Les deux traités que les représentants des six Etats membres de la CECA signent à Rome le 25 mars 1957 instituent la Communauté économique européenne (CEE) et la Communauté européenne à l'énergie atomique (CEEA). Ils sont le résultat d'une relance de la construction européenne qui intervient entre juin 1955 et mars 1957.
La Conférence de Messine (1er et 2 juin 1955) qui réunit les ministres des Affaires étrangères des Six voit s'opposer différents projets. Un projet français (Jean Monnet-Louis Armand) envisage l'extension de la CECA à des domaines proches, tels les transports, les énergies conventionnelles et surtout la création d'une organisation européenne de l'énergie atomique à usage civil. Un projet beneluxien (Jan Willem Beyen - Paul-Henri Spaak), soutenu par l'Allemagne (Hans von der Groeben) plaide en faveur d'une Communauté européenne supranationale par la création d'un marché commun général sans droits de douane ni contingents. La France refuse le Marché commun alors que l'Allemagne est hostile à l'Euratom. Les Six s'entendent sur le minimum, la création d'un Comité d'experts, placé sous l'autorité d'une personnalité politique, Paul-Henri Spaak.
Le 9 juillet 1955 le Comité Spaak se réunit pour la première fois à Bruxelles. Il est chargé de sonder le terrain et de rédiger un rapport. Sous la coordination du comité des chefs de délégations, différentes commissions et sous-commissions d'experts se mettent à l'œuvre. Progressivement, les travaux pour le Marché commun prennent le pas sur les intégrations par secteurs. Mais la France hésite devant le Marché commun souhaité par les autres pays. Elle souhaite faire prévaloir le projet d'Euratom qui ne suscite pas l'enthousiasme chez ses partenaires.
Les 26-30 mai 1956, lors de la réunion des ministres à Venise, les Six adoptent le " rapport Spaak ". une Conférence intergouvernementale est annoncée pour élaborer des traités pour le Marché commun et l'Euratom. La France accepte ses conclusions en ajoutant toutefois des revendications, notamment au sujet de l'harmonisation de la politique sociale, de la prise en compte de l'agriculture dans le futur traité et de l'association des territoires d'outre-mer. L'Allemagne n'admet l'Euratom, jugé discriminant et dirigiste, qu'après l'instauration d'un " junktim " avec le Marché commun. Le 26 juin 1956, la Conférence intergouvernementale est ouverte à Val-Duchesse, près de Bruxelles.
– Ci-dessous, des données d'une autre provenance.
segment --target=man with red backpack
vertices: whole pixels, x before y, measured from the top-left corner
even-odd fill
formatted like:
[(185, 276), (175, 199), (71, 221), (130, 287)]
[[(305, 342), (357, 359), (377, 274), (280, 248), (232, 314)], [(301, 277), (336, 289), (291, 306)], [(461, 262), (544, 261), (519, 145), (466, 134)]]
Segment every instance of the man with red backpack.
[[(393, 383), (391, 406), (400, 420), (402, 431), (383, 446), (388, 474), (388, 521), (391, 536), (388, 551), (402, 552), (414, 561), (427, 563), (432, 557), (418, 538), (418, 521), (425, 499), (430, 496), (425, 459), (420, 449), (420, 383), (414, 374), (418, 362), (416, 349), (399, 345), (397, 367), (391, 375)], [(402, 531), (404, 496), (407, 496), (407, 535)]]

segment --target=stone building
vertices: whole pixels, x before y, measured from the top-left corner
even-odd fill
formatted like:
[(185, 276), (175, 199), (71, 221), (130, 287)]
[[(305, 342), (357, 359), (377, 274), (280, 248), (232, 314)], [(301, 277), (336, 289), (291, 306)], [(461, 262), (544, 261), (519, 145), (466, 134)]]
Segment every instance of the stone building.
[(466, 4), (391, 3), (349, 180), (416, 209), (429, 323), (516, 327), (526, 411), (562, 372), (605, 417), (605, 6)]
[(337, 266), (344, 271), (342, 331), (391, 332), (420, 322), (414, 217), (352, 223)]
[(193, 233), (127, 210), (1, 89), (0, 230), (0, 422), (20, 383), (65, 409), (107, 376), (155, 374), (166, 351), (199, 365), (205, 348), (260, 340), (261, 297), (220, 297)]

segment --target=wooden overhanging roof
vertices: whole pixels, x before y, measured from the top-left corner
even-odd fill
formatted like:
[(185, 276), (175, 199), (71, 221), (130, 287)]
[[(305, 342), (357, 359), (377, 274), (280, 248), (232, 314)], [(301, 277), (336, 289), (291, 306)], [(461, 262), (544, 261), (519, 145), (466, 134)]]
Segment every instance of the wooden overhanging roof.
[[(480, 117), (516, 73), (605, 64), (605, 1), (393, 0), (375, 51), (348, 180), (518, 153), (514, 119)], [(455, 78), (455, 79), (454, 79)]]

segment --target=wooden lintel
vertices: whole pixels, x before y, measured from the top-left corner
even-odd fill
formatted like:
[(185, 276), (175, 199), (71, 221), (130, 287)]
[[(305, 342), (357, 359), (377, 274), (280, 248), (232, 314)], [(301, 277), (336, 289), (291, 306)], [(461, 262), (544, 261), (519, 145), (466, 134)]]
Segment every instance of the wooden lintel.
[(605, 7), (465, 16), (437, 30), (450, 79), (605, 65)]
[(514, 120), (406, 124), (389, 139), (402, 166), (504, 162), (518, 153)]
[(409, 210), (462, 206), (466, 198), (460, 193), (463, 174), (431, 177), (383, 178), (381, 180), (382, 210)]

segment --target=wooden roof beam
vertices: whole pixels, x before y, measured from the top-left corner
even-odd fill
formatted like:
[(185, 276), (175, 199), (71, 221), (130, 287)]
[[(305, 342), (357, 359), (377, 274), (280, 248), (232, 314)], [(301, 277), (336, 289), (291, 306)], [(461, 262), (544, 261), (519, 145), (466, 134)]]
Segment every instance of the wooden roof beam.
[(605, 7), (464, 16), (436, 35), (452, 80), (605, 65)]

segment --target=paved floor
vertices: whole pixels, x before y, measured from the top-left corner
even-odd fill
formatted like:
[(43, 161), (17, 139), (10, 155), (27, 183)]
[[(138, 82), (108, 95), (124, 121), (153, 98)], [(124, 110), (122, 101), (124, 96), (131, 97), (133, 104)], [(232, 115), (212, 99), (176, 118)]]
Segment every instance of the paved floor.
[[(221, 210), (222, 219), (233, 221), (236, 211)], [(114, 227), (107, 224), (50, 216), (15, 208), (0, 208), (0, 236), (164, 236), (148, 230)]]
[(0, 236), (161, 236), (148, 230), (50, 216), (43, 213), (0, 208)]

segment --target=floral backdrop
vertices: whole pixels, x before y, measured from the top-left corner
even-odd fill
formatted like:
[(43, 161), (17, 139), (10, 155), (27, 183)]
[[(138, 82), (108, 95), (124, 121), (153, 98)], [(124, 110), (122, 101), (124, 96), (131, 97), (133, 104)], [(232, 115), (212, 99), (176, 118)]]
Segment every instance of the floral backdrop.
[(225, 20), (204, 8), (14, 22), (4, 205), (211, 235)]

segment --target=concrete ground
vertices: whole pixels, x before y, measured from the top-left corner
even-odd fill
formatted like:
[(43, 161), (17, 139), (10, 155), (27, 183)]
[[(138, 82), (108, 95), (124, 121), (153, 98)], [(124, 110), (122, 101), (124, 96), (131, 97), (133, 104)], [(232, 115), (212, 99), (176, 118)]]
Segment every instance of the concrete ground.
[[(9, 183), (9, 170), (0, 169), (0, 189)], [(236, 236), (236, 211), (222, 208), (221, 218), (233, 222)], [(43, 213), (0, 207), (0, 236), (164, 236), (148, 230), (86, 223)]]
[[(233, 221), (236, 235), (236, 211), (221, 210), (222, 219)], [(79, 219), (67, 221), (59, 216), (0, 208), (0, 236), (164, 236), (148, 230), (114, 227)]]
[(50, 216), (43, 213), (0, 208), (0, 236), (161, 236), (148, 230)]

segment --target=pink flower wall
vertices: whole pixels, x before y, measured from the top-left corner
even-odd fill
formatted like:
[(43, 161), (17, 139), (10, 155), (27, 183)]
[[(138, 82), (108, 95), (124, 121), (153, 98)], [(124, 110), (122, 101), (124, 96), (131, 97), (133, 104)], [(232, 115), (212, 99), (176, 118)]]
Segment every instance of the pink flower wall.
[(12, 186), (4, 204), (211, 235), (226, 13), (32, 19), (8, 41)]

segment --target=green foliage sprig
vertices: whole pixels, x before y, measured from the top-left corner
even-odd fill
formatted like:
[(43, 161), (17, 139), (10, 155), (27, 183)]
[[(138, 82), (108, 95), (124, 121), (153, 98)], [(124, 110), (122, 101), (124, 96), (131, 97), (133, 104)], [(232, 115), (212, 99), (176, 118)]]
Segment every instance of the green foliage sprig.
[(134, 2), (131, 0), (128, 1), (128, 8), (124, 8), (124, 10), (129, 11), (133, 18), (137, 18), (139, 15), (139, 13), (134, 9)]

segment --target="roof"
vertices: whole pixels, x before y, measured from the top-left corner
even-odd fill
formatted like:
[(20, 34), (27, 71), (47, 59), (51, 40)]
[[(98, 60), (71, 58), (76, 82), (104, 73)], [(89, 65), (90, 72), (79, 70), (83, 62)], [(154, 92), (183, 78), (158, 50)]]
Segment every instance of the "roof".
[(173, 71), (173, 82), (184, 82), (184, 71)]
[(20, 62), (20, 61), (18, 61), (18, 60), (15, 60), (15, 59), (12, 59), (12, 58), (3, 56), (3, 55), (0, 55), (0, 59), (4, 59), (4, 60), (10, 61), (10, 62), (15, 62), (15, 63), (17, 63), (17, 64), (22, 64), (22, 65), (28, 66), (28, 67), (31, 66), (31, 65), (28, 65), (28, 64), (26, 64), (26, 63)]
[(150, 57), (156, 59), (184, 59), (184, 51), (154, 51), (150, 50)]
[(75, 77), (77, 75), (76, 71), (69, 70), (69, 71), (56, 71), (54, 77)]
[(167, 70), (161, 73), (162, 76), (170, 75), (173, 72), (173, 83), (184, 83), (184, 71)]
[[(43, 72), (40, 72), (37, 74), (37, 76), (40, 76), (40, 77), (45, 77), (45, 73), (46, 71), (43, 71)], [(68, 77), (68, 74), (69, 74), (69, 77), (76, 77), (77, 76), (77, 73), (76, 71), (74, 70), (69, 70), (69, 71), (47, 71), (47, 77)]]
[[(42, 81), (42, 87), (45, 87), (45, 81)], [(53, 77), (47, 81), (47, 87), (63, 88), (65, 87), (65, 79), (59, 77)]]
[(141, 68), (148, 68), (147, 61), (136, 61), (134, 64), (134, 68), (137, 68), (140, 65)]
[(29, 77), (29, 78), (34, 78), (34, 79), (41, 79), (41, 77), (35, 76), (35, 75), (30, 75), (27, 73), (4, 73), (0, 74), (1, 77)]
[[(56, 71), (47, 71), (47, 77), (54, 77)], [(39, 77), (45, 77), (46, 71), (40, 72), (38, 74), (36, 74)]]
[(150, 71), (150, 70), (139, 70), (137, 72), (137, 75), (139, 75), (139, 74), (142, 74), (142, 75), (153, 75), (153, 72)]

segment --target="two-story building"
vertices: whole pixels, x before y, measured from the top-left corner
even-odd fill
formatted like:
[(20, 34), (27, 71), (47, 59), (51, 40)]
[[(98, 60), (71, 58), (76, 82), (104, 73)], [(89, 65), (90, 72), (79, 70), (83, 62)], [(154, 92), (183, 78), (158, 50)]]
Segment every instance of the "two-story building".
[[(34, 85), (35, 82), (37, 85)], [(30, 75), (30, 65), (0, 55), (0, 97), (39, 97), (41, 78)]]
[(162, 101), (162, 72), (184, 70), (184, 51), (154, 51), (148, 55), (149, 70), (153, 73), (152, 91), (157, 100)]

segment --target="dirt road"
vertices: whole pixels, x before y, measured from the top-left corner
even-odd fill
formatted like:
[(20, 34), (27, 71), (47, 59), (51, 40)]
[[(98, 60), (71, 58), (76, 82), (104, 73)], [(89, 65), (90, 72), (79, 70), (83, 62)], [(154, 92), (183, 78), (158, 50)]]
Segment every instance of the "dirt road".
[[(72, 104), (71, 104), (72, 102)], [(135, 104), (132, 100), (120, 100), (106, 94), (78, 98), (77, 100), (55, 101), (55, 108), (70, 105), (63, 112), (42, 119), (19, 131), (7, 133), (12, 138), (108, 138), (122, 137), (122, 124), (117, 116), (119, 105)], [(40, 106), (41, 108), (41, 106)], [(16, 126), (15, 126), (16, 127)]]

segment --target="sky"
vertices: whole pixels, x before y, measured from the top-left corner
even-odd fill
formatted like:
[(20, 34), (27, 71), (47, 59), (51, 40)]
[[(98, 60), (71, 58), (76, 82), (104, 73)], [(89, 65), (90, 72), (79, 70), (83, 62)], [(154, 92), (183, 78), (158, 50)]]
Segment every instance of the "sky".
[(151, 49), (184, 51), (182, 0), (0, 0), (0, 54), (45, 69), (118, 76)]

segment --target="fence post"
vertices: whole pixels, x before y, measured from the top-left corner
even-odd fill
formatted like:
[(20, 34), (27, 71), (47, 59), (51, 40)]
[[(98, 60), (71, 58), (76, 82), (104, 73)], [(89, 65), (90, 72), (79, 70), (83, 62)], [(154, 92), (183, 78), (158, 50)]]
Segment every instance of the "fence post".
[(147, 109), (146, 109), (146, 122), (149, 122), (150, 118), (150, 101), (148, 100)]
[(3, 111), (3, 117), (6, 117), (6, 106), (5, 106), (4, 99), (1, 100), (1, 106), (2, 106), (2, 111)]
Les délibérations vont se poursuivre jusqu'en mars 1957. Paris veut négocier le maximum de concessions possibles sur le Marché commun, alors que Bonn s'emploie à faire du traité d'Euratom "une coquille vide". A l'automne 1956 les négociations sont dans l'impasse. La visite d'Adenauer à Paris le 6 novembre, en pleine crise de Suez, permet de débloquer la situation. Le président du Conseil français, Guy Mollet, veut aussi un compromis : un accord est trouvé entre les experts Robert Marjolin et Karl Carstens. Pour le Marché commun la France accepte que l'harmonisation des charges sociales ne soit pas une condition du passage à la deuxième étape, la RFA concède à la France un régime spécial pour maintenir les taxes à l'importation et les aides à l'exportation, en cas de déficit de sa balance des paiements. On décide de fixer le Tarif extérieur commun à la moyenne arithmétique de ceux existant dans les six pays, on fixe les objectifs d'une politique agricole commune et l'Allemagne accepte de participer à égalité avec la France à un fonds d'aide pour les Territoires d'outre-mer. Un compromis s'établit également pour l'Euratom. Paris admet des exceptions au monopole de l'Euratom pour les fournitures des matériaux fissiles, tandis que Bonn accepte que cette organisation ne contrôle pas les programmes militaires, ce qui signifie que le droit français de développer des armes atomiques est reconnu.
Le 25 mars 1958, les deux traités CEE et CEEA sont signés au capitole à Rome.

Finding Aids

Inventaire papier produit par le service d'archives du Conseil de l'Union européenne (75 rue de la Loi, Bruxelles)

Legal Status Notes

Versement effectué en application du contrat de dépôt du 17.12.1984.